How do we deal with this problem? We can neither absorb this surplus population in our crowded land, nor can we get rid of them. On the one hand Bangladesh has acceded to several of the existing international rights Covenants and Conventions, and we have provisions within our Constitution that uphold the rights and duties within the UN Charter and further safeguard the legal protection of non-citizens within our territory. As a result we recognise a body of international law which provides the framework for protecting refugees. We cannot therefore forcibly repatriate any refugee to a land where they apprehend persecution of any kind. On the other hand we have the terrible reality of overcrowding our already crumbling infrastructure and physical facilities to take care of this burgeoning Rohingya population. We have done what we could in official repatriation of some of them, but they keep on coming back. Since the refugees are ethnically and linguistically similar to the local population it is difficult to identify them as foreigners unless they are pointed out by the locals.

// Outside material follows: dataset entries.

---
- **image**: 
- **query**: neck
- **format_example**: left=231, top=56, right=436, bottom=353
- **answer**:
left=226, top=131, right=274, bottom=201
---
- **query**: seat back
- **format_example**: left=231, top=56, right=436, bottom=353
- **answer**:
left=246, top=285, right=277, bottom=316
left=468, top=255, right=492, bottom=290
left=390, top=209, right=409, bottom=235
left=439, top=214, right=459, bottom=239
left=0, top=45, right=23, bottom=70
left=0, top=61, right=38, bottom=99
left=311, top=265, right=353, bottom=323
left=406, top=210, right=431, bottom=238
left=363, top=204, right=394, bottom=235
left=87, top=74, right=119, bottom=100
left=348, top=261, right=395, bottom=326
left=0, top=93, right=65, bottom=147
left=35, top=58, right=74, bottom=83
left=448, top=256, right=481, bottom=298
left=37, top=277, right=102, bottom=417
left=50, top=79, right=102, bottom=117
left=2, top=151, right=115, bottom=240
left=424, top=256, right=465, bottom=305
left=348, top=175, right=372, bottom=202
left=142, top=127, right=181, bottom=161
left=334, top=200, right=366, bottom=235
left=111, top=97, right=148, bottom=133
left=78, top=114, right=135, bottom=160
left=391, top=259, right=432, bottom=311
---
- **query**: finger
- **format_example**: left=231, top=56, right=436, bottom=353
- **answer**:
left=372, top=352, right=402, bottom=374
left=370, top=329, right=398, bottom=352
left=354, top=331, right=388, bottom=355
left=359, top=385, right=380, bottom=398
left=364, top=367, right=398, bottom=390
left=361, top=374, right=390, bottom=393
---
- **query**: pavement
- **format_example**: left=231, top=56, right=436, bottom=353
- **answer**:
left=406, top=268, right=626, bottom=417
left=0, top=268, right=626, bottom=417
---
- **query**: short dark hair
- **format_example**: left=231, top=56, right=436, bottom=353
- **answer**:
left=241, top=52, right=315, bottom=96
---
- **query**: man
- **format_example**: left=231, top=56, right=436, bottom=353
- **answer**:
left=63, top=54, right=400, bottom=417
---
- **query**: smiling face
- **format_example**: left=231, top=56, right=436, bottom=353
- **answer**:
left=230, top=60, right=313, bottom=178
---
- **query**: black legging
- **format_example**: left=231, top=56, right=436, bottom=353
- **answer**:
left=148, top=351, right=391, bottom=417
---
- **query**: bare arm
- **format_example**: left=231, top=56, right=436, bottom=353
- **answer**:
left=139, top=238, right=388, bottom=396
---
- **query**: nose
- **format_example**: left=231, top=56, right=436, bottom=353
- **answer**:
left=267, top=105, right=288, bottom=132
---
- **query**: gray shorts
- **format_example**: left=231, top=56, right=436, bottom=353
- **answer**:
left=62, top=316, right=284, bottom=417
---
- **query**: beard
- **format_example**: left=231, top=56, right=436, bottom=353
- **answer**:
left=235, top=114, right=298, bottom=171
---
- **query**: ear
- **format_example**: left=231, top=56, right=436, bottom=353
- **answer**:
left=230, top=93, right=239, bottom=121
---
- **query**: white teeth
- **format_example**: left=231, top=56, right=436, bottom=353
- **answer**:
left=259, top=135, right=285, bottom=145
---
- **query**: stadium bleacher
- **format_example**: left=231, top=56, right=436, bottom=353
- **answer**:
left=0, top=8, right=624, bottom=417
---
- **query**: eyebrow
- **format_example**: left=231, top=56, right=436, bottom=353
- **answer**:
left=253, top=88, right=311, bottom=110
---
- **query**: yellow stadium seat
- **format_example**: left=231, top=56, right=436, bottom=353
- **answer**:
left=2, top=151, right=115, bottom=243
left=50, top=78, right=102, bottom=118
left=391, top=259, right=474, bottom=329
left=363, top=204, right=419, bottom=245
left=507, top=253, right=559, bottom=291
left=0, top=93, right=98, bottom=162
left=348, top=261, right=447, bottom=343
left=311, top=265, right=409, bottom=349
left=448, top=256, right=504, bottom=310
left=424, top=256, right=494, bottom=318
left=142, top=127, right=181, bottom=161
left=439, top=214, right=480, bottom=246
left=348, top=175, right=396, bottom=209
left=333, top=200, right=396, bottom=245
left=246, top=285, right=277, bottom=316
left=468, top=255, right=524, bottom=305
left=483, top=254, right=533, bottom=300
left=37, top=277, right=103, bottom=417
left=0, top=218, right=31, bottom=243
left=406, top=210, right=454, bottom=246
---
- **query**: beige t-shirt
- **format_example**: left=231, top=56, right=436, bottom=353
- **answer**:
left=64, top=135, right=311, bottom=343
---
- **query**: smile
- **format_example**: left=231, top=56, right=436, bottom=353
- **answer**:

We have few options, but what I do know is that we have to stop this unending saga of Rohingya migration in our eastern border. We have to realise that there are elements across the border who would like to keep the issue alive for their own goals of having a separate land for their kind. Neither economically nor diplomatically are we in a position to support such “goals” of people, however lofty they may be without jeopardising our existence. Refugees should be registered in squatter camps and villages, with help of local Unions. We also need a close watch on some religion-based non-government organisations that have sprouted in the area who lend their support to the Rohingya activists, and provide incentives to the Rohingyas for migration. We need also to keep on engaging in continuous dialogue with the Burmese authorities to prevent recurrence of happenings that force the Rohingyas to emigrate. I cannot vouch that these will actually solve all our problems in the eastern border, but at least these are worth considering since the Rohingya problem is a ticking time bomb.

Ziauddin Choudhury is a former civil servant in Bangladesh, who now works for an international organisation in USA.